Measure First In a Machine Learning Model – 5 Reasons Why It Matters
Measurement allows data scientists to understand the various risks prior to building a Machine Learning model.
The way we train machine learning models is fundamentally flawed. The current process for working on unsupervised learning problems lacks visibility. As a result, data scientists and machine learning experts cannot determine the amount of data needed to build the correct model or if they’re using the right data. In fact, it’s predicted that 87% of AI projects will never make it into production. The majority of today’s data science workflow comes down to guesswork, which are both time-consuming and expensive.

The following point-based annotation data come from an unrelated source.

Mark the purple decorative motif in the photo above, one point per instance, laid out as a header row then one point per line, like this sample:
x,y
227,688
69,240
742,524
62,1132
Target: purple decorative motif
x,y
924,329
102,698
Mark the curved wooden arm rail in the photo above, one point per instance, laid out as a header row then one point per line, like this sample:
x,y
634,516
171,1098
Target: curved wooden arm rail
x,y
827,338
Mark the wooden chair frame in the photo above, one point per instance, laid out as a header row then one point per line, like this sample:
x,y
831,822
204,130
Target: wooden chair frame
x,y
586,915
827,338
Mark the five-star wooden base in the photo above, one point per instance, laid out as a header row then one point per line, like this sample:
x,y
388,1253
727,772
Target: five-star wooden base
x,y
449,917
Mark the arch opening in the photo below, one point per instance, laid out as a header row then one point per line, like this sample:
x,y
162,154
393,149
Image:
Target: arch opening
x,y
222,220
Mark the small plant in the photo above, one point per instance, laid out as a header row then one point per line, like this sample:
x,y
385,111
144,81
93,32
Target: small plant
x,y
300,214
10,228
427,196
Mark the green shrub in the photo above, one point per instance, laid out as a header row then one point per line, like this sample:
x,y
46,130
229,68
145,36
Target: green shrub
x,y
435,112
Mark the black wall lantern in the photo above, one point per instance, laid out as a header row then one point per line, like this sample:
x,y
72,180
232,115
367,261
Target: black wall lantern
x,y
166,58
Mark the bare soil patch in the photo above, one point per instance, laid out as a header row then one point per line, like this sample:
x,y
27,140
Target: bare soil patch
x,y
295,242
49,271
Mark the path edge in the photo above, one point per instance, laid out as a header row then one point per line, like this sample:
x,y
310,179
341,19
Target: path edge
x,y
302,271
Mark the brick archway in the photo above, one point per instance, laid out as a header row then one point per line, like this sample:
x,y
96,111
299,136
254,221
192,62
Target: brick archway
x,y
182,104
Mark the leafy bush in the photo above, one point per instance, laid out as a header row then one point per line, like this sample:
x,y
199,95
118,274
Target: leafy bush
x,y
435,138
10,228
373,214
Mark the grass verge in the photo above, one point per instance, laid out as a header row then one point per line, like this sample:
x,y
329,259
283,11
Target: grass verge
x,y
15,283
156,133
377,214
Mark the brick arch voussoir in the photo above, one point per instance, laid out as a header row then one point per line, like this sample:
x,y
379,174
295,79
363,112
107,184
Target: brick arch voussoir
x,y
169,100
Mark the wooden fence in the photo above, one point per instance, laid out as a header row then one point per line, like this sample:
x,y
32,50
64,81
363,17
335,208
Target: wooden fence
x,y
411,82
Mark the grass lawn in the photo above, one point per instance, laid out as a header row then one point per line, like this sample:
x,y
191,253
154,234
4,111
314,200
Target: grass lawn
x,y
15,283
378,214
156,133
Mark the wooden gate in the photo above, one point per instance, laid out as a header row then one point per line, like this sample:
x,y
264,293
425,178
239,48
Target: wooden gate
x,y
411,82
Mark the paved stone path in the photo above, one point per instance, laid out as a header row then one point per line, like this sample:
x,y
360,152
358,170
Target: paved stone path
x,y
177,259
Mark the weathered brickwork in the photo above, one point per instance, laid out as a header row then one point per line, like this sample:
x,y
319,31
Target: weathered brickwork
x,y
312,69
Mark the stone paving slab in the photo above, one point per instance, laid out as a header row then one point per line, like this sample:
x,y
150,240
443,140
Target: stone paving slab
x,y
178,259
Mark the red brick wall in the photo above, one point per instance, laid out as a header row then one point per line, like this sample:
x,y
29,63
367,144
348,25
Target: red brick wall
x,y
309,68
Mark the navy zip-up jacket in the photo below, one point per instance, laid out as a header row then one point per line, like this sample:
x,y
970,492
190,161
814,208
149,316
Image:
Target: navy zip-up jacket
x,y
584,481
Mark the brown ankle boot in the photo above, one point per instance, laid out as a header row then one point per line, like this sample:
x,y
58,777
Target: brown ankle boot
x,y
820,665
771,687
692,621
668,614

Every field of science and engineering starts with measurement. Before we build a car, a plane, a bridge, or a computer chip, we measure something. Every engineer quotes some version of the trusted axiom, “measure twice, cut once.” Unfortunately, today’s data science and machine learning experts subscribe to the ideology that we should just throw more GPUs at the problem. Therein lies the problem, no one is measuring the learnability of their date sets before building machine learning algorithms.
How can organizations address this glaring pain point? The solution is simple: machine learning experts should improve the learnability of their data by measuring it first. By doing so, businesses can minimize the uncertainty associated with machine learning model. Here are five reasons why this should matter to your organization:
- Invest the right amount of time and money in data creation
Measurement allows data scientists to consciously and accurately choose how much data is needed ahead of time. They can understand whether the right type of data is being created, thus enabling them to better estimate the hours required to solve the problem at hand. And most importantly, measurement provides visibility that allows data scientists to know when a model has failed, allowing them an opportunity to abandon the project before spending more money and time.
- Get a handle on costs
Compute, storage, and processing costs add up all too quickly. Thankfully, you can deduce how long it will take to train and retrain your models through measurement and know upfront the risk that a model might not work. This information allows organizations to better understand the deployment costs associated with a machine learning project.
- Eliminate bias
Identify potential biases before building models whether the available data represents the target operating environment fairly and accurately. Biases in algorithms could have large consequences, so it’s encouraged to look at tools for diagnosing bias in predictive modeling or hire talent that is trained in potential problems with data collection.
- Explain what your machine learning models are doing
Measuring first allows organizations to understand the driving force behind the quality of their models and gain insights into the information in the data, providing a high-level explanation as to model activity.
- Minimize the probability of overfitting
If a model is built without learning a rule, it merely memorizes the data causing it to overfit; thus, it would be unable to handle novel input. The module would not be applicable in the real world, resulting in a failed machine learning workflow. Measurement allows data scientists to understand this risk prior to building a model.
We should no longer continue to operate in the dark, throwing more money, compute, and data at machine learning problems. The solution is taking a more systematic, engineered approach to machine learning, which will allow businesses to increase their return-on-investment. Ultimately, data scientists will reduce the amount of guesswork involved when solving problems that come across their desks, enabling them to tackle more complex, valuable issues.